ASTRONOMY Ganymede and Callisto, two of Jupiter’s 63 moons, formed at the same time and are nearly identical in size and composition. Yet Ganymede has two distinct layers: a rock core and an icy surface shaped by tectonic activity. Callisto, meanwhile, is a heterogeneous mixture of the two materials and hasn’t changed for billions of years.
Astronomers have attributed the dichotomy to a difference in temperature on the two moons, but they could never figure out why Ganymede is hotter. In March, scientists at the Southwest Research Institute in Colorado calculated that the energy from ancient lunar impacts could have transferred heat to the moons in different quantities.

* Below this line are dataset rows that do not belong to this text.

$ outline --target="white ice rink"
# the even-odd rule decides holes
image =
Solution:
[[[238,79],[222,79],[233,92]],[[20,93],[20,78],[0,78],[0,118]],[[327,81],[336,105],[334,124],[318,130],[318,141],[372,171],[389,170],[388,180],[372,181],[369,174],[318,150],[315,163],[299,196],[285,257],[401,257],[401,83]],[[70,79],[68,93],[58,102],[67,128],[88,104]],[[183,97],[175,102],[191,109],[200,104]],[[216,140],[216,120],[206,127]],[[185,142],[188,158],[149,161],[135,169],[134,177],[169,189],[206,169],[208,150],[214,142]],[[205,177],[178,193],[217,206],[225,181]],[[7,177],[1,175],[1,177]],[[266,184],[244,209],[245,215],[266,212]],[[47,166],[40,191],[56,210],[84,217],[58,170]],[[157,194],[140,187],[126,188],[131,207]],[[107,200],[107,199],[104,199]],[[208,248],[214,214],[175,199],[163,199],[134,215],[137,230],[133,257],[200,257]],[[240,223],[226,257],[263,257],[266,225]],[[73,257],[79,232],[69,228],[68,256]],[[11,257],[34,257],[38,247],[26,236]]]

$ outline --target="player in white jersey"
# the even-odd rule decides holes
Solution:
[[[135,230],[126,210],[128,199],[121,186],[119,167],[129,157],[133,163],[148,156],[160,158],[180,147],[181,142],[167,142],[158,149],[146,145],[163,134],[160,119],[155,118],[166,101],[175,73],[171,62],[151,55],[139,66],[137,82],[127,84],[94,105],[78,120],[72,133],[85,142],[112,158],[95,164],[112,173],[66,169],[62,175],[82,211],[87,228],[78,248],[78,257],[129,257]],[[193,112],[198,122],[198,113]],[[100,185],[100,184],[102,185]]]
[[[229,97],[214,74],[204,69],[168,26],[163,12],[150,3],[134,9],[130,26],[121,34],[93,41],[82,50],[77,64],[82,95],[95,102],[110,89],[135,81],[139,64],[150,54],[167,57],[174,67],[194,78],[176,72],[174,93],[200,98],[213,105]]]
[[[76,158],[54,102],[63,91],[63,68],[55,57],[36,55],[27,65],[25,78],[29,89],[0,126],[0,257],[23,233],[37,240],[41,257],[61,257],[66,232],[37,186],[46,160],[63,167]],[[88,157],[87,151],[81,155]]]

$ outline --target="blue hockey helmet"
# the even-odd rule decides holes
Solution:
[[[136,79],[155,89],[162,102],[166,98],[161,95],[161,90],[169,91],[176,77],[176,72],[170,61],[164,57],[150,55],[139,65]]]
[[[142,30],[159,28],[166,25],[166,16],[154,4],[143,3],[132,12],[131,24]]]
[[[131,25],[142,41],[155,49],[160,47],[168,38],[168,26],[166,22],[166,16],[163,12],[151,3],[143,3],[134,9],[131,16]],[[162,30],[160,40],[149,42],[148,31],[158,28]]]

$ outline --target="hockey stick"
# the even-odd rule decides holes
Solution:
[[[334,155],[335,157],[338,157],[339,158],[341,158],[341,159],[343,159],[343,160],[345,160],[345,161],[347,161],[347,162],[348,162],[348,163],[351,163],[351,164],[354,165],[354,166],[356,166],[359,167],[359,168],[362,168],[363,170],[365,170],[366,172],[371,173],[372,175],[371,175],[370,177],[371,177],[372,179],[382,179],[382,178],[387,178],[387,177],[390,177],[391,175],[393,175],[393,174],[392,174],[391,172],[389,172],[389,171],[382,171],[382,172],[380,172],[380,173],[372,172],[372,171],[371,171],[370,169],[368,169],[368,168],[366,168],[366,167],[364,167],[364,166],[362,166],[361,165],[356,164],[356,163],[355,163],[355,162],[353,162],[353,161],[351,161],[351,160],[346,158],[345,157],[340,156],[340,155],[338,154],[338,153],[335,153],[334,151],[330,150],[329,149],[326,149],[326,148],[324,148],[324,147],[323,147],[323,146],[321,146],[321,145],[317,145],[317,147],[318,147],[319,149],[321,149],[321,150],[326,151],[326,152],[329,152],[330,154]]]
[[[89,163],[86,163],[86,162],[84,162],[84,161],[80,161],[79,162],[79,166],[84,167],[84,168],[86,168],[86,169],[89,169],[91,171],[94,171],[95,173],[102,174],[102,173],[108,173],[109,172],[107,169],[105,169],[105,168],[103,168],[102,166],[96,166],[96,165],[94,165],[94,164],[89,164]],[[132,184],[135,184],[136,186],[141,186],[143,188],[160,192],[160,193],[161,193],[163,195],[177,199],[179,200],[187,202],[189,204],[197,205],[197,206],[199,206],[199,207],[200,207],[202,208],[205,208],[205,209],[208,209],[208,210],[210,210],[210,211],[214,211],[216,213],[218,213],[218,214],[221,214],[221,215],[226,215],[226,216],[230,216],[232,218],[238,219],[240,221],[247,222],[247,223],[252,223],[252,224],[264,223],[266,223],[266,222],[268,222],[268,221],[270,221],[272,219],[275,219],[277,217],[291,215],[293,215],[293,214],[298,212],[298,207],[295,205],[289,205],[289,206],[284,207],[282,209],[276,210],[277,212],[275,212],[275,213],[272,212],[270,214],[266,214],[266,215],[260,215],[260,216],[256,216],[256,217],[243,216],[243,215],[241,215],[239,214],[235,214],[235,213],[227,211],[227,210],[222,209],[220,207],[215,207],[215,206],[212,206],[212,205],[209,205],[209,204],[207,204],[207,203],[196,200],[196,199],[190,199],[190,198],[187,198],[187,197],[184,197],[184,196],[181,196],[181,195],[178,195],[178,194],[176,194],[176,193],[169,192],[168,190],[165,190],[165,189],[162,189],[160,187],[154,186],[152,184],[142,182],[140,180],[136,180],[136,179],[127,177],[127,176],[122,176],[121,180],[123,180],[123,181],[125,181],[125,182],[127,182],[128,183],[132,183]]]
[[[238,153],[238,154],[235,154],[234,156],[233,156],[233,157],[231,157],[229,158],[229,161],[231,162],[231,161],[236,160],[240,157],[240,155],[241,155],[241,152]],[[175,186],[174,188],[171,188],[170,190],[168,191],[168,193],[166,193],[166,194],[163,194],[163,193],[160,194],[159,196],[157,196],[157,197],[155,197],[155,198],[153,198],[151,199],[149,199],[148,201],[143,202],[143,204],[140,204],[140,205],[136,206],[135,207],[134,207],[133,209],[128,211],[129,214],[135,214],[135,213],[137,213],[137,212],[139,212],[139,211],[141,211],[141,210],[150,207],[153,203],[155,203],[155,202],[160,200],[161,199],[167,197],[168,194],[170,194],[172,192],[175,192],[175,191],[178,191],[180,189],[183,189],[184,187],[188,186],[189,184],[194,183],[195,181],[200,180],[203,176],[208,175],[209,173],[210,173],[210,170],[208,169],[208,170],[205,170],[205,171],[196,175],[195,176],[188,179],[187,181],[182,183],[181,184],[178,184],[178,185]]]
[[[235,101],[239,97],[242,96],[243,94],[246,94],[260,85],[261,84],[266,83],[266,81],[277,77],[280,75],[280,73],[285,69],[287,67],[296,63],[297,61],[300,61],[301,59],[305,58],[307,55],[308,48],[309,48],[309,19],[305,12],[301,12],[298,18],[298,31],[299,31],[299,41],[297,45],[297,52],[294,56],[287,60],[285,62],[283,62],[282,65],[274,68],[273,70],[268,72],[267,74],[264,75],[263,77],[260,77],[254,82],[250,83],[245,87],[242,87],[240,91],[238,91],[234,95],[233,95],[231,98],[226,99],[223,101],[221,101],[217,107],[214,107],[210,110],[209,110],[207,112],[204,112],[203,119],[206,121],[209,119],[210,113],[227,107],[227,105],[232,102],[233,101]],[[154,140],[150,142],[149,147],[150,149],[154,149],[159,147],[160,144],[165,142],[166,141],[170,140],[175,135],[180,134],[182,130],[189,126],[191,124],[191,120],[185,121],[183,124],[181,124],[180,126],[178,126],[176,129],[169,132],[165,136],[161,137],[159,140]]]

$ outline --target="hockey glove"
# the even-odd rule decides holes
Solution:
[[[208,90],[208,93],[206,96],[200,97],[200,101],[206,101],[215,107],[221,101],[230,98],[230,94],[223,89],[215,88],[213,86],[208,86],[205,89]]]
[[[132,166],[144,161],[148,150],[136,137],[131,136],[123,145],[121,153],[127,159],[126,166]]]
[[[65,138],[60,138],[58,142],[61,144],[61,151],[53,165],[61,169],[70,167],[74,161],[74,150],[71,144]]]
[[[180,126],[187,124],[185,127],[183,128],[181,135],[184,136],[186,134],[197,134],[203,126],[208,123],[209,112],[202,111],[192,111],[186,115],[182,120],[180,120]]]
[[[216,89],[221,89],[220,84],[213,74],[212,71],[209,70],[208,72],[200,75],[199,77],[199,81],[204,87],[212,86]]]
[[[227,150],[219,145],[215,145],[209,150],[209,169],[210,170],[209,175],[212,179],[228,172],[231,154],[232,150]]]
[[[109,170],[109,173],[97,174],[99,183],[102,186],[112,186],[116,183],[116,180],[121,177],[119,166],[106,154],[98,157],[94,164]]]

Nearly four billion years ago, asteroids and comets bombarded our solar system. Jupiter’s powerful gravitational field pulled in objects zooming by. Because Ganymede is closer to Jupiter than Callisto, it would have experienced twice as many lunar impacts as its twin, the researchers say. The heat from those impacts melted Ganymede’s ice, and rocks suspended in it fell toward the moon’s core, shedding their gravitational energy in the form of heat and melting the ice further. The process continued until all of Ganymede’s rocks surrounded the core and the ice refroze above it. Callisto, however, did not experience enough heat from impacts to complete this process, and was left in its heterogeneous state.